We're Gaga About This Rare, U.S.-Spec 1991 Ferrari F40
The twin-turbocharged V-8 Ferrari supercar is one of a few hundred originally shipped to the U.S. market.
The Ferrari F40 is an incredible vehicle; a refugee from an alternate universe in which Ferrari entered Group B rallying with a fury. Descended from the 288 GTO, it was also one of Enzo Ferrari's pet projects in his twilight years—one of the final incarnations of his legacy. For the rest of us, it was one of the perfect poster vehicles, offering fascinating and otherworldly shapes and angles from every viewpoint—the perfect thing to lay in bed and contemplate.
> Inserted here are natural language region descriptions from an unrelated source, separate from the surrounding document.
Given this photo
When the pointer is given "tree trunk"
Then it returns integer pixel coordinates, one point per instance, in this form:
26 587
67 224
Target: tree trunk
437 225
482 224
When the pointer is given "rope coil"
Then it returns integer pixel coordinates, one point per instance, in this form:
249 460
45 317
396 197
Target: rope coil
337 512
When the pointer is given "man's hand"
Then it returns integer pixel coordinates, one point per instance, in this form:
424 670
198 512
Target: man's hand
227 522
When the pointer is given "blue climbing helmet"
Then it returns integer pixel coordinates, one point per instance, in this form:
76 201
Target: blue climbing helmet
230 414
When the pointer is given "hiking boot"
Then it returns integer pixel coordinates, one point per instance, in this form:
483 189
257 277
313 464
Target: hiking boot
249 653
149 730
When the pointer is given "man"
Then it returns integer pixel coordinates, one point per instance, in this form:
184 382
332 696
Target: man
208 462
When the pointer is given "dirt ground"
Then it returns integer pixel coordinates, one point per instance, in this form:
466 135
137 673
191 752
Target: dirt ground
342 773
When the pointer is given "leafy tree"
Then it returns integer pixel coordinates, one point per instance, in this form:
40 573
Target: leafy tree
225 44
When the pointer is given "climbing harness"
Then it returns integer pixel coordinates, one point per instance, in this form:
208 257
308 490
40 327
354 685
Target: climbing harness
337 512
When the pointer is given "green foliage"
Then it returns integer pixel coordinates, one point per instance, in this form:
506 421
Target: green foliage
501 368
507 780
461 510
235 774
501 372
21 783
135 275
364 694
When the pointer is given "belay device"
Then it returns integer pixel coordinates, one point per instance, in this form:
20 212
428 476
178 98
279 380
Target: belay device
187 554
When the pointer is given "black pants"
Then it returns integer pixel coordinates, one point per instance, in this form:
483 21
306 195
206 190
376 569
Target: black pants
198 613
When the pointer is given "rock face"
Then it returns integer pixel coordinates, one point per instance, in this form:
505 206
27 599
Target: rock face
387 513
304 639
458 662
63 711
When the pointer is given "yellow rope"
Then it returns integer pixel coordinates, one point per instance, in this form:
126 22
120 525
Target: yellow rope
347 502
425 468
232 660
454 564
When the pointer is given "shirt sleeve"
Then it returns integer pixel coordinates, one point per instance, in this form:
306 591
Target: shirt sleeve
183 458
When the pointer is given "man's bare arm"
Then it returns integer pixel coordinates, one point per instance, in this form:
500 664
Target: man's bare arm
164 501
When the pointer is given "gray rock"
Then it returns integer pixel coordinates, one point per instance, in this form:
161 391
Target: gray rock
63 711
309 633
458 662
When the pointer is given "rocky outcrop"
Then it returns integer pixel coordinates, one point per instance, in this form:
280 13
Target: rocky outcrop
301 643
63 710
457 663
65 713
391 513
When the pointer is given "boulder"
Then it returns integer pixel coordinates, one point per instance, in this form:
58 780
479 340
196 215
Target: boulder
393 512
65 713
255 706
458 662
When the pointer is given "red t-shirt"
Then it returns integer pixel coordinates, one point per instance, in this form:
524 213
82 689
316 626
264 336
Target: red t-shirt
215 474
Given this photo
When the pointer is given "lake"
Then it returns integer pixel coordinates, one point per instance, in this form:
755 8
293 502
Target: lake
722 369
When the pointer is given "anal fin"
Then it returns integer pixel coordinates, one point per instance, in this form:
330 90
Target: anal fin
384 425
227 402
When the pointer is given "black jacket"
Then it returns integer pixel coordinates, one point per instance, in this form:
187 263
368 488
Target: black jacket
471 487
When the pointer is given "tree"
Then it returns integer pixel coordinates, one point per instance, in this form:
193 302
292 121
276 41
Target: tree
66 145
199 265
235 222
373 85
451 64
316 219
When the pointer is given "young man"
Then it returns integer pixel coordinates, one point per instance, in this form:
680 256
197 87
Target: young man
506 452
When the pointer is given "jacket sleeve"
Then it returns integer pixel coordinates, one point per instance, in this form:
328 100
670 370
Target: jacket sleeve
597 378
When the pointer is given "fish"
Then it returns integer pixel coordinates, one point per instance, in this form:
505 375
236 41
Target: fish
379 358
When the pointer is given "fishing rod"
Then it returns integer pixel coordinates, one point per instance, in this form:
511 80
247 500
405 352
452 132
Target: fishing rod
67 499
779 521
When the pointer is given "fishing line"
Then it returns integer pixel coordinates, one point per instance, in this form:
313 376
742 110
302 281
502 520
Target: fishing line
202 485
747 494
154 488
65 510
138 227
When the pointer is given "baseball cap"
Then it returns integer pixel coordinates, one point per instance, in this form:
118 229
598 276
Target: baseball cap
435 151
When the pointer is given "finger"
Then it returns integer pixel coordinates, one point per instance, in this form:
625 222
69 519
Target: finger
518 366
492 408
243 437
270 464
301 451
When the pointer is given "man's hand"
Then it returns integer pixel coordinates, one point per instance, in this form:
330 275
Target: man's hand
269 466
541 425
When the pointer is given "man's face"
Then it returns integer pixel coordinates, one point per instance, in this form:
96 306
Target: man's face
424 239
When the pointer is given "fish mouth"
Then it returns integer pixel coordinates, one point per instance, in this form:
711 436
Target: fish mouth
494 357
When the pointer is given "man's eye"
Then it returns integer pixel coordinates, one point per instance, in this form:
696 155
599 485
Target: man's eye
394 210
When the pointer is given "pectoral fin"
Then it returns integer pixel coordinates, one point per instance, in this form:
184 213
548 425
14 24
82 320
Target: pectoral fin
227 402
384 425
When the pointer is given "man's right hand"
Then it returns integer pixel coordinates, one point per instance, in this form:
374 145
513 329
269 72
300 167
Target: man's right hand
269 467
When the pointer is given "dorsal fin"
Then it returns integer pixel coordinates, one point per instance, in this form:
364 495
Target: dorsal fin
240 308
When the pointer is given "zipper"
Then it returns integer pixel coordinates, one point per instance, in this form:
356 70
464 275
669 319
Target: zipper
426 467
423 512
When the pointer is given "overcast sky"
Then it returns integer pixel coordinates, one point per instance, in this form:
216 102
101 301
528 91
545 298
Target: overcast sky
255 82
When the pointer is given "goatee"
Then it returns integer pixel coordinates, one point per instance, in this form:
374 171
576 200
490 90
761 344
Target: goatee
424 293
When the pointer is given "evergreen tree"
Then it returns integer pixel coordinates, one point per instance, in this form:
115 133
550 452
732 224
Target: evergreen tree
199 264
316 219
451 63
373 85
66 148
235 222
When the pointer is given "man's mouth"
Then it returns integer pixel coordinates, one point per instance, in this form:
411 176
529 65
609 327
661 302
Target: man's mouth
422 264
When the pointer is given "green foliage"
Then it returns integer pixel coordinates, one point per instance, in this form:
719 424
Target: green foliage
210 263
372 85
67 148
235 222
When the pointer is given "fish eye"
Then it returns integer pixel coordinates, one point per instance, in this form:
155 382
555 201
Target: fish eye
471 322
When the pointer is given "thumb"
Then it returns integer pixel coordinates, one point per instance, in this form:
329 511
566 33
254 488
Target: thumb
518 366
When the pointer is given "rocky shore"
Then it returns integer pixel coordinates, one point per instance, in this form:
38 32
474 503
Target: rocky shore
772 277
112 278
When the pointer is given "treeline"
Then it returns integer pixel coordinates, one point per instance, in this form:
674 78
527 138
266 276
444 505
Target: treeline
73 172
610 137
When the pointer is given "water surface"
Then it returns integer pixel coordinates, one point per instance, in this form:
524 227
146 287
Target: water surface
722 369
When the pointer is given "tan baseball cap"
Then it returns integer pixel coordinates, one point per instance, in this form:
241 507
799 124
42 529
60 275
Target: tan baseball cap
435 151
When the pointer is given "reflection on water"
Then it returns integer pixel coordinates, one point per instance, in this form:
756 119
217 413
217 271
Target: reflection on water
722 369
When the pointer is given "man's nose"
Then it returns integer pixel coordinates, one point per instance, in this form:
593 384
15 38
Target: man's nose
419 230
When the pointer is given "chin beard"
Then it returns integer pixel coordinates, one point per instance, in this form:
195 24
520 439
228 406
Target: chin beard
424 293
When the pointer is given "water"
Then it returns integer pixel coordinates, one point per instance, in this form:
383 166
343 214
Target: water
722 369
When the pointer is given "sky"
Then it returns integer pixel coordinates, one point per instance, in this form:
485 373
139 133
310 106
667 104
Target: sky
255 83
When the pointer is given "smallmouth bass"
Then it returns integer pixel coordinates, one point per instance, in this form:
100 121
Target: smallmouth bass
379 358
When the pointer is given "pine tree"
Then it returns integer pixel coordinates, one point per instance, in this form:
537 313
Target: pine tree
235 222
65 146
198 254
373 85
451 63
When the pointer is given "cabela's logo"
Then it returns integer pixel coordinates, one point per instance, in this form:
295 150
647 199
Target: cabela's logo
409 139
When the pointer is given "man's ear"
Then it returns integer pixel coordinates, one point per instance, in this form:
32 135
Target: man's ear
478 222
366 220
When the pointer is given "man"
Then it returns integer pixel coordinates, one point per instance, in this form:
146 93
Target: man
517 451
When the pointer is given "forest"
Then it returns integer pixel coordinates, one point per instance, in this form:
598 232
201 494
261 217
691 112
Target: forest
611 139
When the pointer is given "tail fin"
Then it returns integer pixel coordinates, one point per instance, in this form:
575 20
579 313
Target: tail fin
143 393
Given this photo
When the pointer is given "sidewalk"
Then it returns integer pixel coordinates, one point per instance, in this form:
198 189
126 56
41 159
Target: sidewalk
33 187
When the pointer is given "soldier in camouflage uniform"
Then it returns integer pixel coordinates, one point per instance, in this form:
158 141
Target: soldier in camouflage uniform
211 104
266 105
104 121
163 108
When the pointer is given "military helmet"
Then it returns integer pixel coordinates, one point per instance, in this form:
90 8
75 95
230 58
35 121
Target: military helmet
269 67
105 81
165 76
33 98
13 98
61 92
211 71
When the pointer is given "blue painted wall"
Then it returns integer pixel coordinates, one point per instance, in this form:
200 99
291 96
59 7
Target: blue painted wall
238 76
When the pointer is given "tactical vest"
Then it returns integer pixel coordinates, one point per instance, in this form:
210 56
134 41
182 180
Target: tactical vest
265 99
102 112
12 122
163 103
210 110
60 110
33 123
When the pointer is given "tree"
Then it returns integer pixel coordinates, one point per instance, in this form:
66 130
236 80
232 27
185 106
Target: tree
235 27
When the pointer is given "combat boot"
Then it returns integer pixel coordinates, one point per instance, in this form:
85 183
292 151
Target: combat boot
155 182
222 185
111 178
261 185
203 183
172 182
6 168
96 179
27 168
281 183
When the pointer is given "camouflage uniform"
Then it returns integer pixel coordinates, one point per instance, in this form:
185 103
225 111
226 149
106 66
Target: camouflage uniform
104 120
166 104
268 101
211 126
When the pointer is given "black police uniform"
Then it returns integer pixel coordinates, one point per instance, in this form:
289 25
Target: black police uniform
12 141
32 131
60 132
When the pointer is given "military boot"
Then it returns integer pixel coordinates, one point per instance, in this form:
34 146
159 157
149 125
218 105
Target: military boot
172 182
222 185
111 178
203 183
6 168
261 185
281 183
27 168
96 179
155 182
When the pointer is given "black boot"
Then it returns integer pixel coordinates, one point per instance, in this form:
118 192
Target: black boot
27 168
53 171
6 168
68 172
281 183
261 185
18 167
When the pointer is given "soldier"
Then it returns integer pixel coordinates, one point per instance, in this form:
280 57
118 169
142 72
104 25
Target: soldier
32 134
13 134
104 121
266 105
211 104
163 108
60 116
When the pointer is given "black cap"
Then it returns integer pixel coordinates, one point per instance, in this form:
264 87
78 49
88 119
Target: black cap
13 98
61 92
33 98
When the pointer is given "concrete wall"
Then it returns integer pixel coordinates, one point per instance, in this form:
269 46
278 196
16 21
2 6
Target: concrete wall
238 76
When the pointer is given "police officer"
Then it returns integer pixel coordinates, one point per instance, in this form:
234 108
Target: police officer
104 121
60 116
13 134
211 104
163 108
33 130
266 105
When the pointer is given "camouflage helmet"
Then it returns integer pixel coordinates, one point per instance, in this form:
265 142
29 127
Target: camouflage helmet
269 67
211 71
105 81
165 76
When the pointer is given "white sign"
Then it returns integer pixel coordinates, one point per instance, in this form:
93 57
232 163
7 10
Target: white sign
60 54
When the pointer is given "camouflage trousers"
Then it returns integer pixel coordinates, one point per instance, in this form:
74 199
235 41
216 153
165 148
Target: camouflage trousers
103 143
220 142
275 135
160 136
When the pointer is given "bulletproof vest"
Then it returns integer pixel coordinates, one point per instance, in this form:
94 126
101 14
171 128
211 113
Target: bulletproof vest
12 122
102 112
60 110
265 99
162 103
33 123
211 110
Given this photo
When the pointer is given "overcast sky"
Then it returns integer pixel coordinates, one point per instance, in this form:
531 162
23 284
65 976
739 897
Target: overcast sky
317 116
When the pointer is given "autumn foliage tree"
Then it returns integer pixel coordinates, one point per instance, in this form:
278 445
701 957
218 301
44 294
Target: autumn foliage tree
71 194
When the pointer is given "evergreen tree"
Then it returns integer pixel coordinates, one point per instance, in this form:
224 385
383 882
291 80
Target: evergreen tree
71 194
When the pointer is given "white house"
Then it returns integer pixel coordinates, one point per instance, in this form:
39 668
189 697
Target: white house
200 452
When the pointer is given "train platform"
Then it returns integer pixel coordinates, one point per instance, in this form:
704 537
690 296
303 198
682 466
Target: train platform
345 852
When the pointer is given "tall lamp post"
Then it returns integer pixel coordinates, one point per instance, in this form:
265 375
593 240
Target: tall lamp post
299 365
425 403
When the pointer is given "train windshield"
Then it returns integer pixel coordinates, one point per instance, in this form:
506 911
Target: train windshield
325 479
Details such as the wing and its little gills, the pop-up headlights over the glassed-in elements, the NACA ducts in the hood, and the all-business mesh panel housing the absurdly simple taillights simply made car enthusiasts go gaga. Hell, the "F40" logo itself does the trick for some. It's all outrageous, more an air superiority fighter sans wings than a beautiful Pininfarina road car. And unlike modern supercars, the F40's simple curves and sharp edges can be taken in at a glance—it has one strong form, purposeful and clear.
Peek inside, and it's a barrage of wonderful contradictions. Manual window cranks sit on a vast, bare carbon-fiber panel. A gated manual shifter and Veglia analog gauges face sport buckets woven from space-age material.
The engine seems like something you might find today in an entry-level Ferrari. Imagine a new Dino, rocking a mid-mounted twin-turbocharged 2.9-liter V-8 with 478 hp and 424 lb-ft of torque. You could read that line in 2020 and not bat an eyebrow. But this car debuted in 1987, and the F40 weighs just 3,000 pounds. These aren't really numbers that translate to modern eyes, because horsepower has become such a plentiful commodity—just look at the 488, the first mid-engined Ferrari since the F40 to use a twin-turbo V-8, albeit with very different output figures.
But whereas the 488, great as it is, is hard to distinguish from its 458 predecessor (at least to a casual observer), there's nothing quite like the F40. It's radically different from the 288 GTO that preceded it, and likewise from the F50 that replaced it. It celebrated 40 years of Ferrari and still captures the imagination more than 30 years later.
Ferrari actually made a lot of F40s, more than you'd think, so seeing one for auction isn't quite the same event as seeing a real 288 GTO hit the block. Those are far rarer. That doesn't mean that the F40 is affordable. General valuations put even shoddy examples at nearly a million bucks. But this one, being auctioned by RM Sotheby's, is one of just a couple hundred examples originally sent to the United States. And it has reasonable mileage, too, with 6,500 claimed turns of the odometer. In other words, it hasn't been sitting in a bubble its whole life. This thing's had some exercise and recent service.
Do your due diligence, and then if you've done (very) well for yourself, maybe you can take that poster off your wall and put an F40 in your garage.